Bleu souillé

5.4.16

Tu t’en vas tôt. Toujours trop tôt. Pour que je ne te voie. Pour que je puisse te surprendre au réveil, les cheveux hirsutes et mal rasé. Tu as la pudeur des anciens, des gens qui se taisent et ne se montrent pas. Jamais je ne t’ai croisé dans le couloir sans qu’au préalable tu aies pris soin de toi. Lavé, habillé, coiffé. De toi, le paysan, je n’ai vu que le bleu souillé de ton âme. A l’extérieur, tout était brillance et convenance.
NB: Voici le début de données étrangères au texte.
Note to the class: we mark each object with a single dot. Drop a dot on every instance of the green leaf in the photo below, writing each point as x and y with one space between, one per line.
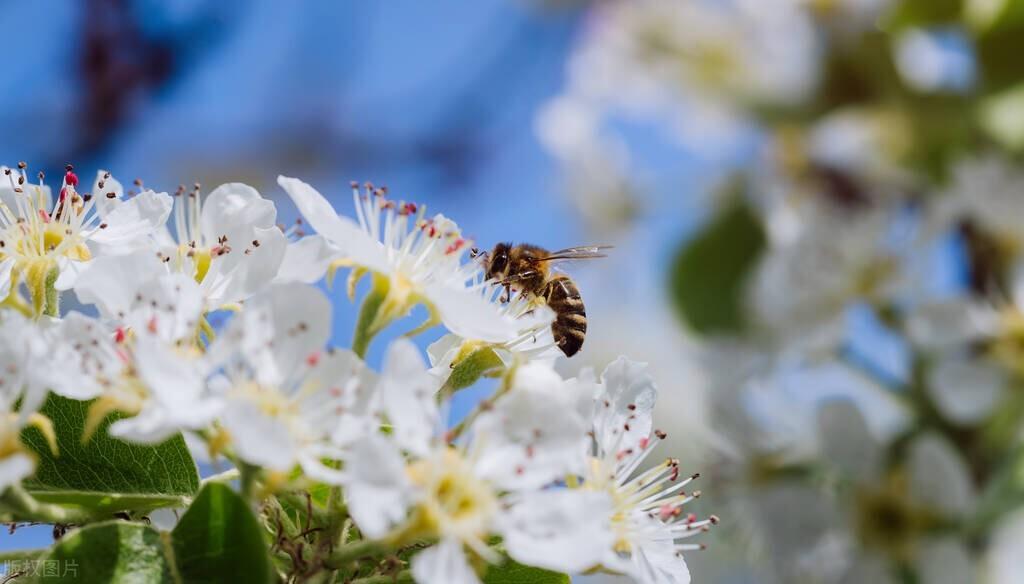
1001 116
219 540
470 368
924 13
513 573
105 472
708 276
115 551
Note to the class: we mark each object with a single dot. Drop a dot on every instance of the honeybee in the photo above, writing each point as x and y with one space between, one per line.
527 267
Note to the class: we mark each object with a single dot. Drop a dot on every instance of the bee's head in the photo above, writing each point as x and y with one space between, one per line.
499 261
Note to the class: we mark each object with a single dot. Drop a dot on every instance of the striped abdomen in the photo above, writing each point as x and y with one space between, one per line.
569 327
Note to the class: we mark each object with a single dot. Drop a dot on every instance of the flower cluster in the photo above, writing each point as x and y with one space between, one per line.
859 285
549 471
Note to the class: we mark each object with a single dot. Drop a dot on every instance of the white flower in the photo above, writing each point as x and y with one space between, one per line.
134 291
229 243
150 366
420 258
44 237
531 341
645 523
462 495
23 360
984 193
819 260
283 392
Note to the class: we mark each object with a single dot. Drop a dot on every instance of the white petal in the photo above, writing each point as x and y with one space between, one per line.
377 489
944 561
5 268
252 270
135 218
83 356
468 315
443 564
111 282
847 442
13 468
104 203
235 210
562 530
340 231
175 382
626 400
939 476
257 438
278 331
965 387
530 438
169 306
306 260
408 390
1005 561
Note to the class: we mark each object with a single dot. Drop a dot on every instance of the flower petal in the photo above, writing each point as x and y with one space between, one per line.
562 530
408 389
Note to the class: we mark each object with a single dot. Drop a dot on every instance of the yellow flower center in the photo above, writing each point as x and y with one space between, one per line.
456 500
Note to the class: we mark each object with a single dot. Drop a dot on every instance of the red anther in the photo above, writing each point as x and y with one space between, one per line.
665 512
455 246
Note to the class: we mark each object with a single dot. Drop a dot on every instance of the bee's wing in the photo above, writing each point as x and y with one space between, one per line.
580 252
521 276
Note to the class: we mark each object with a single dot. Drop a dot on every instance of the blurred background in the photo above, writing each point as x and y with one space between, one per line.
817 208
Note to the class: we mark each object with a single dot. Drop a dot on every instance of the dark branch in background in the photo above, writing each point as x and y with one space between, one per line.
124 65
121 65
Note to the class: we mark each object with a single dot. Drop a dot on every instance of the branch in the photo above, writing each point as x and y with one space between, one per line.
25 507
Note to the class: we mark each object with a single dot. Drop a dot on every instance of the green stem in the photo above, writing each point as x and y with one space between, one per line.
225 476
355 550
25 507
249 474
365 326
402 577
8 557
483 406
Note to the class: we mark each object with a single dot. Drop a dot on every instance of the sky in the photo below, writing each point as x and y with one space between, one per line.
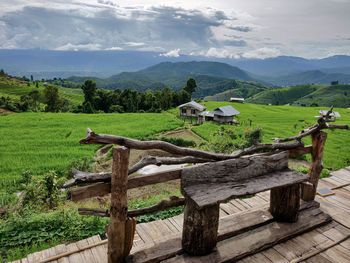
220 28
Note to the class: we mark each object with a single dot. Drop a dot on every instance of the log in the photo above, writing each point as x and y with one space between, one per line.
87 178
266 146
229 226
217 182
156 160
93 138
256 240
101 189
119 207
300 151
318 143
163 204
285 203
200 228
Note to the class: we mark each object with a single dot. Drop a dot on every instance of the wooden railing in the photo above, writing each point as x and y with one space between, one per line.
122 221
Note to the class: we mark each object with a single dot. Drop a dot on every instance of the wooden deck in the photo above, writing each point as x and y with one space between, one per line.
334 236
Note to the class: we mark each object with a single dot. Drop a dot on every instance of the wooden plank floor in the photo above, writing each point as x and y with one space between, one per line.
147 234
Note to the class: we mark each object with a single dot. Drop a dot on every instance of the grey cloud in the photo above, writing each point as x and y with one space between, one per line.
107 27
242 28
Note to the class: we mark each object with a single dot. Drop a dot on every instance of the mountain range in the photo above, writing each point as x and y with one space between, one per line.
150 70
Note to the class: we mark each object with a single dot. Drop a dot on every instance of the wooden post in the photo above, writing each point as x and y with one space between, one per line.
119 208
285 203
318 143
200 228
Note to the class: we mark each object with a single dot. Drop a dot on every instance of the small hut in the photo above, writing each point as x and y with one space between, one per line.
191 109
225 114
240 100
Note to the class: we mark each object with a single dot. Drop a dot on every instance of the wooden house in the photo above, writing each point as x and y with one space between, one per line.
191 109
225 114
240 100
334 114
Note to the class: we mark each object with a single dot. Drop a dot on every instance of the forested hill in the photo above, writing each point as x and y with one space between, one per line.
306 95
211 77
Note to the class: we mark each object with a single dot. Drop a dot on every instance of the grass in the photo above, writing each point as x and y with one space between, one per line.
285 121
15 89
40 142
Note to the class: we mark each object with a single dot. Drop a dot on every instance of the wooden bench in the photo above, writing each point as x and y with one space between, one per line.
206 186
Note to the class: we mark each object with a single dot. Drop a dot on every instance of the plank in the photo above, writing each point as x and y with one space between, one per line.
229 226
59 250
255 240
87 253
318 259
230 188
273 255
99 252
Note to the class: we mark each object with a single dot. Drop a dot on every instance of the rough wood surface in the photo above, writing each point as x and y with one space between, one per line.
213 183
200 228
93 138
300 151
285 203
119 206
163 204
100 189
318 143
229 226
253 241
156 160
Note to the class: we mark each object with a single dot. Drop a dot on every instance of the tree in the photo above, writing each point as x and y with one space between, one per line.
190 86
51 98
89 89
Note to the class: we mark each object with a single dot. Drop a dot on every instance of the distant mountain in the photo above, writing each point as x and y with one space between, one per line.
286 65
306 95
308 77
211 77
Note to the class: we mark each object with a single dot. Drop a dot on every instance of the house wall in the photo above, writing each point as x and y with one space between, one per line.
188 112
223 119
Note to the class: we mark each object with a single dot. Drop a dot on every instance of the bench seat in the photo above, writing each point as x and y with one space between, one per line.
215 193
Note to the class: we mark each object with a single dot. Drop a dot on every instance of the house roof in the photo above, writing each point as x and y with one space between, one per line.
240 99
226 111
207 114
193 104
333 114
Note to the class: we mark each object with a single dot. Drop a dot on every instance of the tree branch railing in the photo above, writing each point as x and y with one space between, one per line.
97 184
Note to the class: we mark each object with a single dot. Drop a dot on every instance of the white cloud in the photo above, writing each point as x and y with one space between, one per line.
114 48
251 28
264 52
218 53
70 46
172 53
134 44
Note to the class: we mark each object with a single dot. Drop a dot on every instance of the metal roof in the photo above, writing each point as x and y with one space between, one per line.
226 111
193 104
207 114
240 99
333 113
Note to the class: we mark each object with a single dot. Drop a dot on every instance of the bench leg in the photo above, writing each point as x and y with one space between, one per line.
200 228
285 203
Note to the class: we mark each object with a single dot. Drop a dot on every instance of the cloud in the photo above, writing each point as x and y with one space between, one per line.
103 24
262 53
172 53
219 53
70 46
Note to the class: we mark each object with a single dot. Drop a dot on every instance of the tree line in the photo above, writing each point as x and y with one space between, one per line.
100 100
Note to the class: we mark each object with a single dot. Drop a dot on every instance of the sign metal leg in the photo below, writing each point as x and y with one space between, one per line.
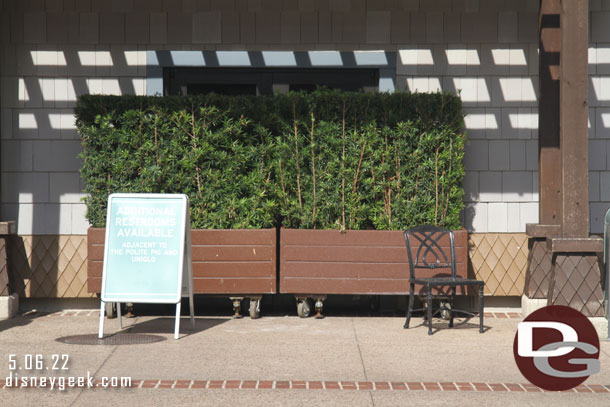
118 314
177 327
100 333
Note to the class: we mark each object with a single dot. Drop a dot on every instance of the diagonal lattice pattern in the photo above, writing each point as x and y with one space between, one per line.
500 260
576 283
50 266
539 269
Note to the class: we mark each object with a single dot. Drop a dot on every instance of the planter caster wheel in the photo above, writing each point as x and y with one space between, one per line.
255 307
303 307
110 310
237 307
319 306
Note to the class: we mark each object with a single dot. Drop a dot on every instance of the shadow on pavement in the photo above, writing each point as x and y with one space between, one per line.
165 325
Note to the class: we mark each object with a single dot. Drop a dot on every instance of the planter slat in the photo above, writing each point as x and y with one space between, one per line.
353 254
228 253
355 262
224 261
234 286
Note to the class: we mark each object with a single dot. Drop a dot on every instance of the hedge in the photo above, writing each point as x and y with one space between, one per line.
326 159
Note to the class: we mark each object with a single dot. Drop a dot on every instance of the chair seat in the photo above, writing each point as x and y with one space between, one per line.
428 255
446 281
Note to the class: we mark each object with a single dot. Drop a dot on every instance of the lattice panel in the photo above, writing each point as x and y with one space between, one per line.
499 259
576 283
538 275
50 266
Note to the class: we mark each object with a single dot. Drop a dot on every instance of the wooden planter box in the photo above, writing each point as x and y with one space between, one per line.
355 262
241 261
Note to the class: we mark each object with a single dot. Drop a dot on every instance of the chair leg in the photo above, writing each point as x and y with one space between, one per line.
481 308
410 308
429 311
452 307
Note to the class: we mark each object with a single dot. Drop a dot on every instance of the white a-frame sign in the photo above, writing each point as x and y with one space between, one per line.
147 253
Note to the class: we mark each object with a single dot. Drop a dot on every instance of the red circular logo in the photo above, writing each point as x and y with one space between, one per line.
556 348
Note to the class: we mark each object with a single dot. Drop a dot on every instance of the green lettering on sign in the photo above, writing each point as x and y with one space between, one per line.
144 258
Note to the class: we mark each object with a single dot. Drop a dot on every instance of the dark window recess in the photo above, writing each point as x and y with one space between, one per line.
261 81
221 88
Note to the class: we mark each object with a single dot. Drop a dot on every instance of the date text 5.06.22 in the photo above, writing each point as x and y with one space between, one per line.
38 362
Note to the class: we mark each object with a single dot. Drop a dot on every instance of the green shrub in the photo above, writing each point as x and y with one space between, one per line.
327 159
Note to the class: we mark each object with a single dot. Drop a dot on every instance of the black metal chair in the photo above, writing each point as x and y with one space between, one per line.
425 253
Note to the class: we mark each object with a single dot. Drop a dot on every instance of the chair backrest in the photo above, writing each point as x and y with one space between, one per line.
425 249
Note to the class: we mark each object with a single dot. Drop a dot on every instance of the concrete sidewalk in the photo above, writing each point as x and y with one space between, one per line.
283 360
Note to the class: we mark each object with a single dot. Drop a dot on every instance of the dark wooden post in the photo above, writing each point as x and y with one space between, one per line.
538 274
576 273
567 269
574 111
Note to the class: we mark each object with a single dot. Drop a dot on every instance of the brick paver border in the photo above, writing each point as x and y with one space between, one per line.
351 386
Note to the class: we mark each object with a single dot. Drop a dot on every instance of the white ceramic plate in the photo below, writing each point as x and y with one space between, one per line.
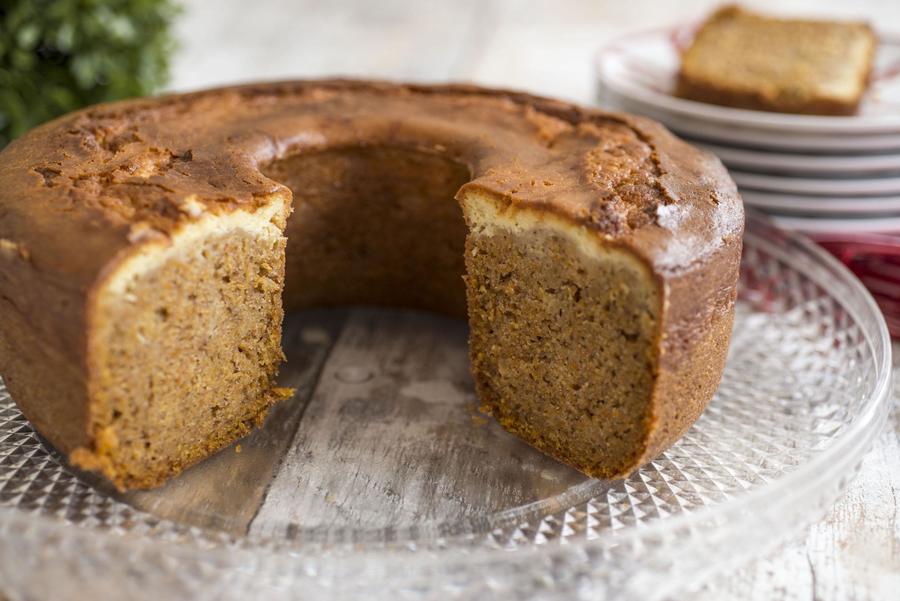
819 165
814 225
817 206
871 186
643 67
740 135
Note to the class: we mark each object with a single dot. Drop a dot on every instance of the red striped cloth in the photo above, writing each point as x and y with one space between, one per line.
875 259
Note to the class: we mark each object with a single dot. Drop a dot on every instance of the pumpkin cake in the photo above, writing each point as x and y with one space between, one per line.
747 60
149 249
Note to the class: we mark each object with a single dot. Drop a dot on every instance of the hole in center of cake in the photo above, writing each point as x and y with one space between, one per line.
374 226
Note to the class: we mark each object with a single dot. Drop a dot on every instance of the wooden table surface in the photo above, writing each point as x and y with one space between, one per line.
547 47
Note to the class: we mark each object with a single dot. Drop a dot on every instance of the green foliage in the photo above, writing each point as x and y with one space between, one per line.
60 55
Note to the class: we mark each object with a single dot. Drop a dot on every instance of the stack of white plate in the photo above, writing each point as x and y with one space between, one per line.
811 173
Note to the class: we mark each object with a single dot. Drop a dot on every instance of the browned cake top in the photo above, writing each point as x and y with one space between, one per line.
79 189
784 60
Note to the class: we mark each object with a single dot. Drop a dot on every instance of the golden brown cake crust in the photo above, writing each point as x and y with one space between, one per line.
746 60
81 193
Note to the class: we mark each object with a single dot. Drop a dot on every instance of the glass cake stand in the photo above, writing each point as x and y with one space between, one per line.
322 511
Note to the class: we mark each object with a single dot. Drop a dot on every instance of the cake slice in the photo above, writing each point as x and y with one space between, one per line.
746 60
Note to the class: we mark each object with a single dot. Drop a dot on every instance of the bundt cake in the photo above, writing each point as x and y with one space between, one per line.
149 248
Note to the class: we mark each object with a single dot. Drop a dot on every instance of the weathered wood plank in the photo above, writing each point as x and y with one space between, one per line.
392 436
196 497
853 554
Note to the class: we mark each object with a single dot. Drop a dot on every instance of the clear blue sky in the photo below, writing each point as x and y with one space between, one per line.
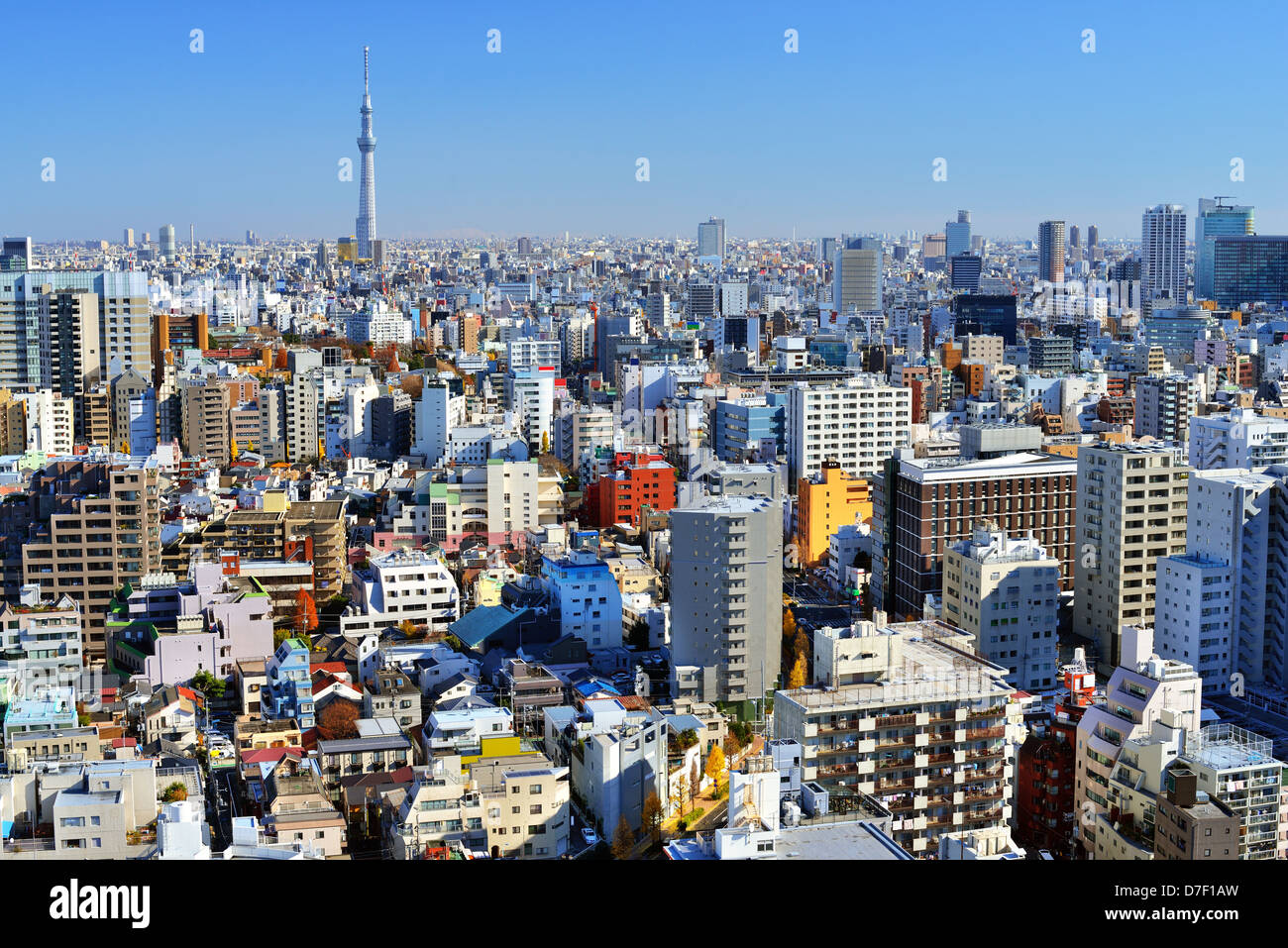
544 137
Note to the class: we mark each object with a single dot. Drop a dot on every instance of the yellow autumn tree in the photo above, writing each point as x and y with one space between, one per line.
798 677
715 763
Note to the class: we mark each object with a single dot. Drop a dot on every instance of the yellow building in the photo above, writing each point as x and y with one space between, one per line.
829 500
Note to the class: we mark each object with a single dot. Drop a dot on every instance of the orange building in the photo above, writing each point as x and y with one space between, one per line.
829 500
636 479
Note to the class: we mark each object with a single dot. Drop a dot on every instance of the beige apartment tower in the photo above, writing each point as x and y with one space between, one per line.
1131 510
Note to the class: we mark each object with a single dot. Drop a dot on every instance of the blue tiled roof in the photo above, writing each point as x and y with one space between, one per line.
475 627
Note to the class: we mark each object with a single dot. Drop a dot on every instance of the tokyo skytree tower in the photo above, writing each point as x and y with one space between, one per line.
366 224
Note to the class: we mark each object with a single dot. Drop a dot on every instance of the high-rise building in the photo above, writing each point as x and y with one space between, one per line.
711 239
983 314
1162 257
1249 269
957 235
1005 591
1164 404
726 578
1051 252
1131 511
16 254
1215 219
366 223
205 406
965 270
907 714
101 523
827 502
859 424
1237 768
1150 702
1237 438
857 281
922 506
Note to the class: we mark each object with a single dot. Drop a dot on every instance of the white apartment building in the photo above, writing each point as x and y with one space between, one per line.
378 325
50 421
301 419
437 412
527 352
1144 690
859 424
1239 438
1197 616
1237 768
733 299
1006 594
581 429
402 586
1235 528
493 504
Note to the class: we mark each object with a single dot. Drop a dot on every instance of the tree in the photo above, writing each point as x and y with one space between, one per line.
651 815
339 717
305 612
623 840
207 685
798 678
715 763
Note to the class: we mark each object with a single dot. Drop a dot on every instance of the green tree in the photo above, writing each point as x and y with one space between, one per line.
715 763
652 815
623 840
798 678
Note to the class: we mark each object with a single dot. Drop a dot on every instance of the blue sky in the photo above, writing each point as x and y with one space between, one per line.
544 137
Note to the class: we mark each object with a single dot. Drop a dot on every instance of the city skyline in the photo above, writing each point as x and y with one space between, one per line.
518 142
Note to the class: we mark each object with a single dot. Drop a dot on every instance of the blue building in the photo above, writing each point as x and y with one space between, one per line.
742 424
290 685
1215 220
1249 269
588 596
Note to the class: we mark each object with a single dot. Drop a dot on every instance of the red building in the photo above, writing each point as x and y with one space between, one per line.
1043 775
635 479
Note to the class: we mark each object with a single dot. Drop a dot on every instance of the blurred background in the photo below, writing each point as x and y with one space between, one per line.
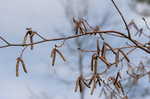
51 19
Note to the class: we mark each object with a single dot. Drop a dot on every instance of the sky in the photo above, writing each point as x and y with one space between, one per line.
46 17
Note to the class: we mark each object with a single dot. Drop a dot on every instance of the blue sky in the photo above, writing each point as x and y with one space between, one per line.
44 16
Le regard est démis, l’obédience au père est préservée. Tu ne m’auras jamais infligé le doute sur la prescience de ta mort pas plus que sur ton savoir-vivre.

Les matins à rallonge, au dernier coup de midi, je me relève de mes nuits de souffre. Toi, tu as fait ta journée. Douché deux fois et l’eau de Cologne aspergée à outrance traine derrière toi des senteurs de faussaire. Tu habilles ton mal-être comme on raccommode des chaussettes trouées. Avec du gros fil blanc sur le noir de tes pensées. Je suis dupe jusqu’au point d’admirer ta virtuosité à masquer. Parce que tu ne veux pas qu’on parle de toi. Le col est haut monté. A coups d’amidon, tu lisses et assèches les coups qui ravagent ton ventre. La parole est perdue et nos regards sont des malaises.